Because of this, everyone already knew why I grew my hair as long as I did, but no one quite understood why I kept growing it after I had enough length to donate. Looking back, it was a security blanket. I loved the attention that came with having long hair, which other girls always wanted to braid and style, and I liked how it looked on me. My hair’s the physical feature I’m most proud of — it makes me feel secure, confident, and like a woman. Let's just say I grew attached, so I wanted my next haircut to be significant. So a few years ago I started telling people I would cut my hair after my college graduation.

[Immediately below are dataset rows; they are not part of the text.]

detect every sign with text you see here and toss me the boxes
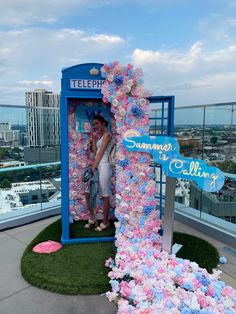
[122,130,225,192]
[70,79,104,90]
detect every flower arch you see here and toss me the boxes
[100,62,236,314]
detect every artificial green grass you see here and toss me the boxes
[70,220,115,239]
[21,219,219,295]
[21,219,116,295]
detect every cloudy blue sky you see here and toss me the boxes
[0,0,236,107]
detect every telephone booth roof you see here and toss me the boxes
[61,63,105,99]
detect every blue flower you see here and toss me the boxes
[139,217,145,227]
[181,307,192,314]
[114,75,123,86]
[219,256,227,264]
[110,280,119,291]
[126,170,133,177]
[125,118,132,125]
[117,158,129,167]
[72,161,77,168]
[174,266,182,276]
[166,301,175,309]
[151,289,164,300]
[137,78,144,84]
[143,205,154,216]
[108,85,115,92]
[201,278,210,286]
[200,286,208,293]
[217,280,225,288]
[130,105,144,118]
[147,249,153,256]
[143,267,153,277]
[195,272,203,280]
[108,62,114,68]
[182,281,193,291]
[148,172,155,179]
[213,287,222,300]
[150,234,158,241]
[140,182,147,194]
[101,71,107,78]
[199,310,212,314]
[116,184,123,192]
[138,156,148,163]
[127,69,133,77]
[223,310,234,314]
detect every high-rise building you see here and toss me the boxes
[0,122,20,146]
[25,89,60,147]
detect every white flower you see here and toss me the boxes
[127,79,134,87]
[223,298,234,308]
[107,74,114,82]
[112,99,119,107]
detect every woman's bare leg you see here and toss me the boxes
[103,196,110,225]
[85,192,96,220]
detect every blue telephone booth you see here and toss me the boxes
[60,63,116,244]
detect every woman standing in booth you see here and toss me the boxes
[84,114,112,231]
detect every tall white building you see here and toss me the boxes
[0,122,20,145]
[25,89,60,147]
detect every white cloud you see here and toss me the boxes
[0,0,191,26]
[131,43,236,105]
[0,27,126,104]
[197,14,236,42]
[227,19,236,26]
[81,34,125,44]
[54,28,124,44]
[132,42,203,72]
[19,80,53,87]
[0,0,110,26]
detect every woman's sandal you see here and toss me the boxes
[83,219,98,229]
[95,222,110,232]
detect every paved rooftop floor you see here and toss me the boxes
[0,216,116,314]
[0,216,235,314]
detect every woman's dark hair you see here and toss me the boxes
[93,114,109,127]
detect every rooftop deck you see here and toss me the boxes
[0,216,235,314]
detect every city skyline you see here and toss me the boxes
[0,0,236,106]
[0,103,235,125]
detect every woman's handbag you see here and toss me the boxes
[82,166,94,183]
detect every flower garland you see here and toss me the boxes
[101,62,236,314]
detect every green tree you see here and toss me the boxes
[0,179,11,189]
[0,147,8,160]
[12,147,21,153]
[210,136,218,145]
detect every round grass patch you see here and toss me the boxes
[21,219,219,295]
[21,219,116,295]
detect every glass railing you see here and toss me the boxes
[0,104,61,223]
[160,102,235,233]
[1,102,235,236]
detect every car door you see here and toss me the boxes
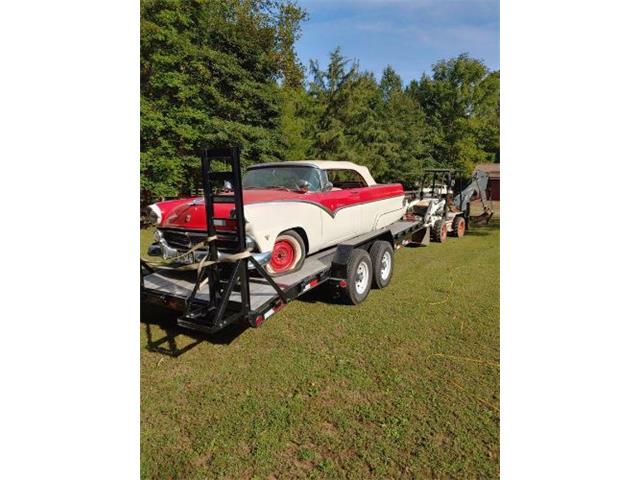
[319,169,367,245]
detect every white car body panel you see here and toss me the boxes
[243,194,406,255]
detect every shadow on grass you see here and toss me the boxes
[141,304,248,357]
[464,219,500,237]
[296,283,343,304]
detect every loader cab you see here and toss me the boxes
[419,169,463,200]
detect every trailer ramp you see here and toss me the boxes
[143,246,337,312]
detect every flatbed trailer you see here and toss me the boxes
[141,148,430,335]
[142,219,426,334]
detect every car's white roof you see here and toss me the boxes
[249,160,377,185]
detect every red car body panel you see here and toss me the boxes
[156,183,404,232]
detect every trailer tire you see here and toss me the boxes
[340,248,373,305]
[369,240,394,289]
[431,219,447,243]
[451,216,466,238]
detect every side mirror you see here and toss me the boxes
[296,180,311,192]
[223,180,233,191]
[325,181,333,191]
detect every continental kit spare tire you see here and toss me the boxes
[265,230,306,276]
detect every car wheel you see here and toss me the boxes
[340,248,373,305]
[369,240,394,289]
[266,230,306,276]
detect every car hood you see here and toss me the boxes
[156,189,306,230]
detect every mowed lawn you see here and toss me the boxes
[140,222,500,479]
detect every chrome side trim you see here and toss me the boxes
[251,194,406,218]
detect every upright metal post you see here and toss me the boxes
[443,172,449,219]
[229,147,251,314]
[201,150,220,305]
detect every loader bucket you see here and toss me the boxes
[469,208,494,226]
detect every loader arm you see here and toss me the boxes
[454,170,491,211]
[454,170,494,225]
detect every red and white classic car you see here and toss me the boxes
[147,161,406,275]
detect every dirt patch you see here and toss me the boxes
[470,199,499,217]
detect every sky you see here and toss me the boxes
[295,0,499,84]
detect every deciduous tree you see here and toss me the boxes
[140,0,306,202]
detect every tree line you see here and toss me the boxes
[141,0,499,203]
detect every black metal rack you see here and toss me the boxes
[175,147,286,333]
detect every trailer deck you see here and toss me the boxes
[143,244,338,310]
[142,218,425,331]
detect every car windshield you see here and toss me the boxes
[243,166,323,192]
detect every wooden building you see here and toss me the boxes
[474,163,500,200]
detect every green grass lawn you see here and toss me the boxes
[140,222,500,479]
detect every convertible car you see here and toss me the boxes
[146,161,406,275]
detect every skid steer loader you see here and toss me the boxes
[408,168,494,243]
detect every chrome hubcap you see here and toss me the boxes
[355,261,369,295]
[380,251,391,280]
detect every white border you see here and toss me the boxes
[502,0,640,477]
[0,1,139,477]
[1,0,639,477]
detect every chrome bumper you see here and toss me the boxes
[147,239,272,268]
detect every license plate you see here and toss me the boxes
[168,252,194,264]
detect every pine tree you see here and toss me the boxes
[280,86,313,160]
[306,49,388,176]
[377,67,435,186]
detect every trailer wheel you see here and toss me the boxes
[431,219,447,243]
[451,216,466,238]
[369,240,394,289]
[340,248,373,305]
[266,230,306,276]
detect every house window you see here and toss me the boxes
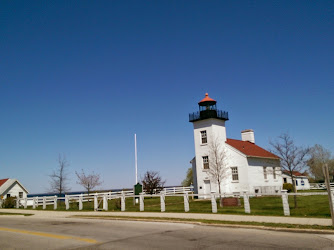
[6,194,10,198]
[283,178,287,183]
[296,180,298,186]
[19,192,23,198]
[273,167,276,179]
[202,156,209,169]
[301,180,305,186]
[200,130,207,144]
[263,167,267,180]
[231,167,239,181]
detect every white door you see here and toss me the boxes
[204,180,211,195]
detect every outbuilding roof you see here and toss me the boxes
[226,138,280,160]
[0,178,9,187]
[282,171,308,177]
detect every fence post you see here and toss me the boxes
[160,193,165,212]
[79,194,83,210]
[173,187,176,194]
[121,191,125,212]
[35,196,39,207]
[211,193,217,213]
[24,198,27,209]
[32,197,36,209]
[16,198,20,208]
[94,194,98,211]
[53,196,57,210]
[243,191,251,214]
[65,195,69,210]
[331,191,334,216]
[103,194,108,211]
[121,194,125,211]
[184,192,189,212]
[42,196,46,210]
[139,193,144,211]
[281,190,290,216]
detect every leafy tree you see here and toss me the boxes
[49,154,71,196]
[75,169,103,194]
[308,144,334,182]
[182,167,193,186]
[142,171,165,195]
[270,133,309,208]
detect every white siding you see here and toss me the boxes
[282,174,310,190]
[2,183,28,199]
[247,158,282,194]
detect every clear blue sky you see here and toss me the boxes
[1,1,333,193]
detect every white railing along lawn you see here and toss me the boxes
[12,186,334,218]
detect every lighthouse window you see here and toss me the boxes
[202,156,209,169]
[201,130,207,144]
[231,167,239,181]
[263,167,267,180]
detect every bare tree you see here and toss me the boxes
[75,169,103,194]
[270,133,309,208]
[142,171,166,195]
[49,154,71,196]
[308,144,334,182]
[207,136,229,197]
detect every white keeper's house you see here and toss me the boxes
[0,178,29,200]
[189,93,282,197]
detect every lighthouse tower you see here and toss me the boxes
[189,93,229,195]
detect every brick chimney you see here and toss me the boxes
[241,129,255,143]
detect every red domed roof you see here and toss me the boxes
[198,93,216,105]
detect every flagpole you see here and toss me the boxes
[135,134,138,184]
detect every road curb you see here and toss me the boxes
[73,215,334,235]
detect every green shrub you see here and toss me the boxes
[2,197,16,208]
[283,183,294,193]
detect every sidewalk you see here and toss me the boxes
[1,209,332,226]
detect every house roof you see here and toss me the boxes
[226,138,280,160]
[0,178,9,187]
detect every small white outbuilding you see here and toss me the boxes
[282,171,310,190]
[0,178,29,200]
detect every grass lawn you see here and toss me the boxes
[23,194,332,218]
[298,189,326,193]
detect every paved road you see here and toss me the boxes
[1,209,332,226]
[1,216,334,249]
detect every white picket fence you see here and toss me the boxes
[162,186,192,194]
[310,183,334,190]
[12,188,334,217]
[18,186,192,208]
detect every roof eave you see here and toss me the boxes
[246,156,280,160]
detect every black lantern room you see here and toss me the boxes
[189,93,229,122]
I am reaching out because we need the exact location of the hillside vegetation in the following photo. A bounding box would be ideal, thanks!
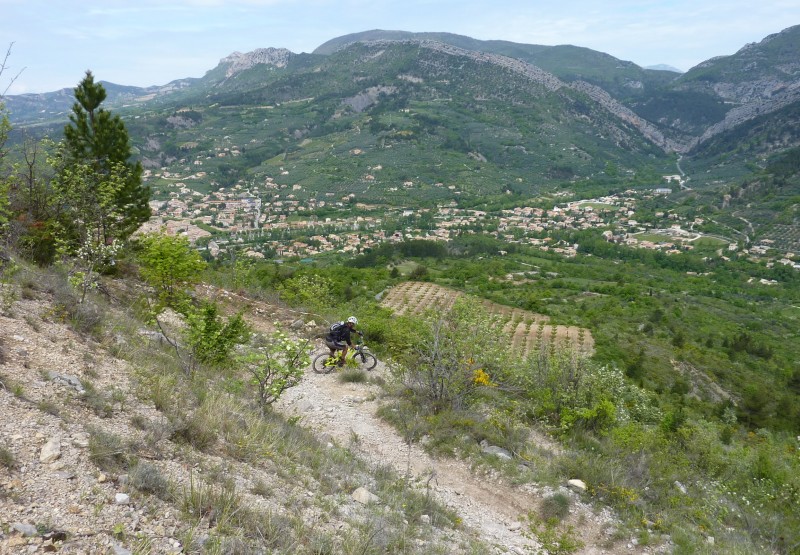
[1,24,799,555]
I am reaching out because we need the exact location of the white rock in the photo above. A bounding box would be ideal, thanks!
[567,479,587,492]
[115,493,130,505]
[481,444,513,460]
[12,522,38,537]
[351,487,380,505]
[72,435,90,448]
[39,436,62,463]
[111,544,132,555]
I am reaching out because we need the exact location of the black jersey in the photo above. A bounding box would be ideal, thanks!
[326,321,353,345]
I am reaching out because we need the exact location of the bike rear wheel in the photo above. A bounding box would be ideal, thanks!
[312,353,337,374]
[355,352,378,371]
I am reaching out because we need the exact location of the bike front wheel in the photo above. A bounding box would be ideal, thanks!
[312,353,337,374]
[355,352,378,371]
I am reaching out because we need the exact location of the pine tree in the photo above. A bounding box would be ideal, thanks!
[57,71,150,247]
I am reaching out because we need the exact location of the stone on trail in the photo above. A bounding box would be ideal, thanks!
[351,486,381,505]
[40,436,62,463]
[12,522,38,537]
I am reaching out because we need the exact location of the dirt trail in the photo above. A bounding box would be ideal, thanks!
[274,355,638,555]
[275,360,541,554]
[205,286,658,554]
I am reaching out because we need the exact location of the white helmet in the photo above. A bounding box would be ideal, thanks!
[346,316,358,325]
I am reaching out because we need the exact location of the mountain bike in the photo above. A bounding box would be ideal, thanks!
[312,341,378,374]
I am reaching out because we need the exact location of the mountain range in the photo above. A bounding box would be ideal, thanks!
[5,25,800,226]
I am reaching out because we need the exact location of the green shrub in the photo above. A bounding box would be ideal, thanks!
[339,368,368,383]
[527,513,584,555]
[88,428,128,471]
[168,405,218,451]
[561,399,617,434]
[278,274,334,312]
[130,414,149,430]
[183,302,249,368]
[358,307,417,359]
[49,278,105,336]
[129,461,171,499]
[251,479,273,498]
[395,298,506,414]
[81,379,114,418]
[236,329,310,412]
[540,492,571,522]
[37,400,61,416]
[0,445,17,469]
[514,349,659,432]
[135,231,206,309]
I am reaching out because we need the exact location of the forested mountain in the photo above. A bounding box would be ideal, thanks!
[7,25,800,195]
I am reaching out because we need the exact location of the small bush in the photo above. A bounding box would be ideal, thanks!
[540,492,572,522]
[23,314,40,331]
[20,286,37,300]
[308,532,335,555]
[179,475,285,543]
[246,509,295,549]
[129,461,171,499]
[183,302,249,368]
[68,301,104,336]
[37,400,61,416]
[81,380,113,418]
[0,445,17,469]
[339,368,368,383]
[417,408,488,457]
[251,478,273,498]
[88,428,128,471]
[48,279,105,336]
[10,382,25,398]
[145,372,181,413]
[169,412,217,451]
[130,414,149,430]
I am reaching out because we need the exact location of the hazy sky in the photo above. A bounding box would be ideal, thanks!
[2,0,798,94]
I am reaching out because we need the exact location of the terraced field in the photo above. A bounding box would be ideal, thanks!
[381,281,594,356]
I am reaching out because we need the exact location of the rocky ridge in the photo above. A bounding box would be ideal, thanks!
[356,40,693,153]
[219,48,294,78]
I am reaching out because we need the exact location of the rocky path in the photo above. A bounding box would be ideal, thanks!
[209,285,659,555]
[274,355,636,555]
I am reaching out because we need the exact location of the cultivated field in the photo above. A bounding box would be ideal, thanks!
[381,281,594,356]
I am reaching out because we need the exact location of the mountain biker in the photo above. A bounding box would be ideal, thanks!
[325,316,360,367]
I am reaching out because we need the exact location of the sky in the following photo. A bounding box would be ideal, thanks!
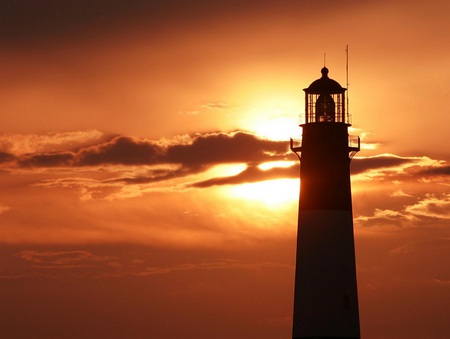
[0,0,449,338]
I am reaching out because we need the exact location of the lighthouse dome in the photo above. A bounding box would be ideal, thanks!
[304,67,346,94]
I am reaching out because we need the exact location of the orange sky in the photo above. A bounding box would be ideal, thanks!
[0,1,449,338]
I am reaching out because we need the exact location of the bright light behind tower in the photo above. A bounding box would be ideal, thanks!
[236,92,302,141]
[226,178,299,207]
[254,116,300,141]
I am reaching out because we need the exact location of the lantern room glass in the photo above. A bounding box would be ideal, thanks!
[305,92,347,124]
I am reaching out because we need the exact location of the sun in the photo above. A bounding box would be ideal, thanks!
[253,116,301,141]
[226,178,299,208]
[236,92,303,141]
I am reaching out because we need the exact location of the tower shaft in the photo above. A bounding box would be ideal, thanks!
[293,124,360,339]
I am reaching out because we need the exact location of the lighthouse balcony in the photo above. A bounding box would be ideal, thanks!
[290,137,302,152]
[290,135,360,155]
[349,135,360,159]
[348,135,360,151]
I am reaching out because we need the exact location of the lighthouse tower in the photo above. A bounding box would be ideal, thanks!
[291,67,360,338]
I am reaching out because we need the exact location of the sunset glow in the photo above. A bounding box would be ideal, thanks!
[227,178,299,207]
[253,116,300,141]
[1,1,449,338]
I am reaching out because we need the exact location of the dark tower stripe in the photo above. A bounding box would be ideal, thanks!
[299,123,352,211]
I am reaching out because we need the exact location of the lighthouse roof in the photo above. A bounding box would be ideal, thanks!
[304,67,346,94]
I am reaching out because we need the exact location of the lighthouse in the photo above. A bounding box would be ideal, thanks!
[291,67,360,338]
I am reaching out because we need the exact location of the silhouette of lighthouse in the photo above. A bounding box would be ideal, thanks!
[291,67,360,338]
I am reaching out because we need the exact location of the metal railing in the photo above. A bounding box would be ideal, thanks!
[348,135,360,151]
[290,137,302,152]
[290,135,360,156]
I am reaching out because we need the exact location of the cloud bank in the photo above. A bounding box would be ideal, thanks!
[0,131,447,193]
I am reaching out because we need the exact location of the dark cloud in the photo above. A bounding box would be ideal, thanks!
[19,152,75,167]
[97,132,289,185]
[417,166,450,176]
[2,132,290,184]
[351,155,417,174]
[0,152,15,164]
[166,131,288,166]
[77,136,164,166]
[192,164,298,188]
[74,132,287,168]
[105,167,193,185]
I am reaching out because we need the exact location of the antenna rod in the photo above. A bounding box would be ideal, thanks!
[345,45,349,118]
[324,52,326,67]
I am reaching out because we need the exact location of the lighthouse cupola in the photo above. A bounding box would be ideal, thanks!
[303,67,349,124]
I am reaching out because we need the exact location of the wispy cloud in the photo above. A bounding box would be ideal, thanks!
[191,163,297,188]
[0,130,104,155]
[391,189,413,197]
[417,166,450,176]
[355,193,450,230]
[355,208,420,229]
[133,259,291,277]
[11,248,292,280]
[201,102,234,110]
[0,203,10,214]
[405,193,450,219]
[351,154,443,176]
[390,238,450,256]
[16,250,116,269]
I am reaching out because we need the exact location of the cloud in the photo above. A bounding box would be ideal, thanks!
[10,247,292,280]
[201,102,234,110]
[191,163,297,188]
[19,152,76,167]
[0,152,15,164]
[351,154,410,174]
[0,204,10,214]
[16,250,115,269]
[22,131,291,199]
[433,278,450,286]
[0,130,104,155]
[133,259,291,277]
[355,193,450,230]
[2,132,443,179]
[77,135,164,166]
[405,194,450,219]
[2,131,288,169]
[351,154,433,175]
[390,238,450,256]
[1,131,447,200]
[2,132,291,195]
[417,166,450,176]
[391,189,413,197]
[165,131,288,167]
[355,208,419,228]
[351,154,447,185]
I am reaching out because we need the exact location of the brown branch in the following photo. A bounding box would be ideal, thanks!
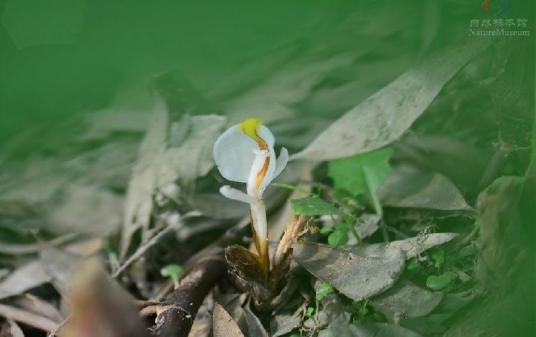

I grew it out for four years — the entirety of college — to more than three feet long. Living with that length was manageable, but irritating. At its longest, my hair would get caught in shirt buttons, zippers, and things as I walked by. Buns gave me headaches after a few minutes, so a simple braid became the only hairstyle I could wear. I went through shampoo and conditioner quickly and the hair in my drains and in the corners of my apartment started getting more and more annoying. But having long hair made me recognizable, memorable, and earned me a lot of compliments, so I still held on. Then, right after I graduated from college, it finally felt like enough was enough.
The cut had a significant meaning, but I also wanted to shed my college look — or at least look like I'm allowed to be in a bar. (I am 21, after all.) Having long hair made me not want to try anything new, but with short hair, I’ve been trying new things and feel more confident in myself. I recommend a big hair change for anyone who wants to mark a new phase of their life, whether it's long enough to be donated or not. By the time my hair gets long again, it’s a sign I’ve settled into another routine — and when that happens, you can bet the next cut will shake it up again.